White House spokesman Josh Earnest said the White House is aware of the report but could not yet confirm it.
"Obviously, any report about a former GitMo detainee re-engaging in the fight would be source of significant concern, something that we would take quite seriously," Earnest said at Thursday's daily press briefing. "Based on what we know so far, more than 90 percent of those transferred from Guantanamo Bay have not re-engaged in the fight. But we are certainly paying close attention, even if we find unconfirmed reports about those who may have."
The Pentagon issued a similar statement, saying it takes "any incidence of re-engagement very seriously."
Neither Al-Qosi nor any of the other hardcore Guantanamo Bay detainees should have been freed, said former federal prosecutor Andrew McCarthy, who put the Blind Sheik in prison following the 1993 attack on the World Trade Center.

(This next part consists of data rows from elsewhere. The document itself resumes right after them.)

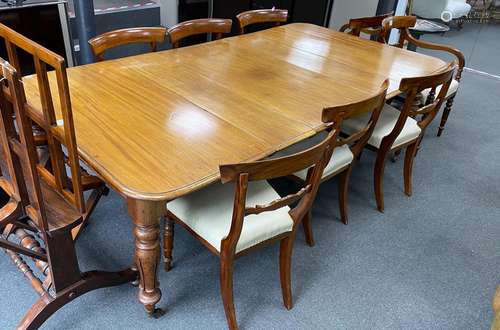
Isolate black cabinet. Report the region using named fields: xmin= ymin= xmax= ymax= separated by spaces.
xmin=179 ymin=0 xmax=334 ymax=31
xmin=0 ymin=1 xmax=73 ymax=75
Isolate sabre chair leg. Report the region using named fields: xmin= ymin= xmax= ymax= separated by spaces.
xmin=302 ymin=210 xmax=314 ymax=247
xmin=404 ymin=141 xmax=419 ymax=196
xmin=438 ymin=96 xmax=455 ymax=136
xmin=220 ymin=256 xmax=238 ymax=330
xmin=338 ymin=165 xmax=352 ymax=225
xmin=374 ymin=149 xmax=388 ymax=212
xmin=280 ymin=230 xmax=296 ymax=310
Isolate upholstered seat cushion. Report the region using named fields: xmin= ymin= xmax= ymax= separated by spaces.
xmin=342 ymin=104 xmax=422 ymax=148
xmin=167 ymin=181 xmax=293 ymax=252
xmin=272 ymin=132 xmax=354 ymax=181
xmin=420 ymin=79 xmax=460 ymax=101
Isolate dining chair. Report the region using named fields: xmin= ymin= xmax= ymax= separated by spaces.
xmin=236 ymin=8 xmax=288 ymax=34
xmin=0 ymin=56 xmax=137 ymax=329
xmin=339 ymin=13 xmax=392 ymax=43
xmin=272 ymin=80 xmax=389 ymax=246
xmin=342 ymin=62 xmax=456 ymax=212
xmin=382 ymin=16 xmax=465 ymax=136
xmin=164 ymin=110 xmax=345 ymax=329
xmin=89 ymin=27 xmax=167 ymax=62
xmin=167 ymin=18 xmax=233 ymax=48
xmin=0 ymin=24 xmax=109 ymax=239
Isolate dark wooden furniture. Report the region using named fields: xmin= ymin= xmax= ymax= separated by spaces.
xmin=0 ymin=50 xmax=137 ymax=329
xmin=89 ymin=27 xmax=167 ymax=62
xmin=272 ymin=80 xmax=389 ymax=241
xmin=164 ymin=109 xmax=346 ymax=329
xmin=0 ymin=24 xmax=109 ymax=238
xmin=491 ymin=286 xmax=500 ymax=330
xmin=167 ymin=18 xmax=233 ymax=48
xmin=23 ymin=23 xmax=445 ymax=312
xmin=342 ymin=63 xmax=456 ymax=212
xmin=0 ymin=0 xmax=74 ymax=75
xmin=383 ymin=16 xmax=465 ymax=136
xmin=236 ymin=9 xmax=288 ymax=34
xmin=339 ymin=13 xmax=392 ymax=43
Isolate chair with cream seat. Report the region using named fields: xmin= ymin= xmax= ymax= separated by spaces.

"The jihadists have been held at Gitmo because they are a threat to the United States and their detention is perfectly lawful under the laws of war," McCarthy said. "Releasing them is irresponsible. It is sadly ironic that President Obama has no qualms about killing jihadists with drone strikes but finds merely detaining them intolerable."
Al-Qosi, who first moved to Afghanistan in 1996, was among the first prisoners taken to the Guantanamo, the hastily arranged detention center to hold men suspected of ties to Al Qaeda and the Taliban after the U.S.-led invasion of Afghanistan in 2001. He is also known by the nom de guerre Sheikh Khubayb al Sudani.
In July 2010, Al-Qosi struck a deal with U.S. military prosecutors, pleading guilty to providing material support to terrorism and conspiracy in exchange for a 14-year sentence that would be shortened to two years from his conviction. The deal spared him the possibility of a much longer sentence.
Al-Qosi was never accused of any specific acts of violence. He admitted only to working as a cook and helping to gather supplies for a militant camp. At the time of his release, his lawyer said Al-Qosi merely bin Laden as part of an entourage but was never a member of the terrorist leader's inner circle.
Prosecutors at his military tribunal argued that Al Qaeda could not have operated without the support of people like Al-Qosi and that such assistance amounted to war crimes.
Al-Qosi’s appearance marks the first time he has starred in jihadist propaganda since he left Guantanamo. His personal relationship with bin Laden and time in American detention make him an especially high-profile spokesman.